Section | Semester | Instructor | Time | Location | Course Areas |
---|---|---|---|---|---|
1 | Fall 2022 | Sulpizio, Catherine
|
MWF 9-10 | DWIN233 |
Huysmans: Là-Bas; Marlowe: Doctor Faustus
“The absence of myth is also a myth: the coldest, the purest, the only true myth.”
In a moment when digital covens cast binding spells on Trump, viral Tik Tok investors combine crypto trading with astrology, and Pew Research claims there are 1.5 million self-identified pagans in America, is it fair to characterize modernity as “secular”? To address this question, this course will investigate the active if subterranean influence of the much maligned phenomenon known as the occult, gently amending Max Weber’s famous thesis of die Entzauberung der Welt —the “de-magic-ing” of the world. Tracing the spectral persistence of esoteric currents within the ascendant Enlightenment paradigm of rationality, we will discover illicit liaisons between science, technology, psychology, statecraft, alchemy, thaumaturgy, and erotic magic. Disturbing the concept of a secular modernity, the course will provide students with tools to develop a thesis for how the occult simultaneously mediates and defines the boundaries of religion and science. In addition to this, the course will consider how historically the occult provided certain procedures and techniques that sought to enable interventions in the surrounding world. Finally, as a class we will theorize ritual--its structure, its uses and abuses--in contemporary contexts.
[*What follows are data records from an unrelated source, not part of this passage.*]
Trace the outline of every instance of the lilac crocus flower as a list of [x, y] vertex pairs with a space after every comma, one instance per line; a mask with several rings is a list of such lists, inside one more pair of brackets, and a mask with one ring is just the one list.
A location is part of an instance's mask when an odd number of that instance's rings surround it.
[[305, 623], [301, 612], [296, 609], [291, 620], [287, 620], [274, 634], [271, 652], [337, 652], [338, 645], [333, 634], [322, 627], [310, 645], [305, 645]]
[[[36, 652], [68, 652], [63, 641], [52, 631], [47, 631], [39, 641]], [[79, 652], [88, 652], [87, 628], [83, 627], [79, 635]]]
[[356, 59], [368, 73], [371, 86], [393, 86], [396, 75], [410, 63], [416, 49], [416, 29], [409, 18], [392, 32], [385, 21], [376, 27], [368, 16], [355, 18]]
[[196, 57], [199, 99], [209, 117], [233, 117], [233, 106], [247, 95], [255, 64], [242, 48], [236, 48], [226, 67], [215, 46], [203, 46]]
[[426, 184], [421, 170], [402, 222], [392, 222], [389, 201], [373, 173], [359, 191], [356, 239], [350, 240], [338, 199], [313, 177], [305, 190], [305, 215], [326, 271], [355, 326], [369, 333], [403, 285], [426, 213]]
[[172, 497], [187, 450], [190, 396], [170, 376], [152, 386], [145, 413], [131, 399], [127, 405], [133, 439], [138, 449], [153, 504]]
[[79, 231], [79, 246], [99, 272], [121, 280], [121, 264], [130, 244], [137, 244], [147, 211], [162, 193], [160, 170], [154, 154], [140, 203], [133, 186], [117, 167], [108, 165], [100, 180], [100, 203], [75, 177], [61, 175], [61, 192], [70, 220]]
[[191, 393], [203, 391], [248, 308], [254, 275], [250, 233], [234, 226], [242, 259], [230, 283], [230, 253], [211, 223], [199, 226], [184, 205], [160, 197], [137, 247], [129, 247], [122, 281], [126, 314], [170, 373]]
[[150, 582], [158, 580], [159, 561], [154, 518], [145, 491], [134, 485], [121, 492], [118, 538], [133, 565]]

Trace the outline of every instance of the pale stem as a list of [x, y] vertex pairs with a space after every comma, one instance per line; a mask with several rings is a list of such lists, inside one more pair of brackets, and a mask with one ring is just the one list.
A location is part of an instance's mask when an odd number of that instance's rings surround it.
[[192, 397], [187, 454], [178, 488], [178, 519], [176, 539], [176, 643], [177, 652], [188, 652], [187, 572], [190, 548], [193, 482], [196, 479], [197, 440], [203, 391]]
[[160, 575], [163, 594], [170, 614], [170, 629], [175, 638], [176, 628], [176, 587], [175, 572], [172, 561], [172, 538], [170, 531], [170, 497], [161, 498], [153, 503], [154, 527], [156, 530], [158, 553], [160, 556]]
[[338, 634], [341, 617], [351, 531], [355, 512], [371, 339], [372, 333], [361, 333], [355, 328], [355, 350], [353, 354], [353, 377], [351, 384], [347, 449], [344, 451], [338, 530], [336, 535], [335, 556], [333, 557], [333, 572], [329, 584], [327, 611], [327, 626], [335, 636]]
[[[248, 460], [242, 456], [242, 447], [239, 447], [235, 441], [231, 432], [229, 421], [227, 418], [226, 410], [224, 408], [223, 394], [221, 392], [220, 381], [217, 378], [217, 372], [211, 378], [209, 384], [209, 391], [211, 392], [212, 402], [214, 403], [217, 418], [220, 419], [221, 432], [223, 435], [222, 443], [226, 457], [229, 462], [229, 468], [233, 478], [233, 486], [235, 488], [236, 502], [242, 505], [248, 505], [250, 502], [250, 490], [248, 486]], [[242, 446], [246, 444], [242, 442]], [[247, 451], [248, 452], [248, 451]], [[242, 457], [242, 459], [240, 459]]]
Anchored by two literary works, Marlowe’s Dr. Faustus and Huysmans’ Là-Bas, our class will also encounter Renaissance grimoires, Rosicrucian manuscripts, alchemical texts, and a broad range of secondary materials, including excerpts from The Secret Life of Puppets, Techgnosis, and Technology as Magic. We will virtually detour through Princeton’s Engineering Anomalies Research Lab and University of Virginia’s Center for Perceptual Studies and gaze into the scrying mirror of digital art.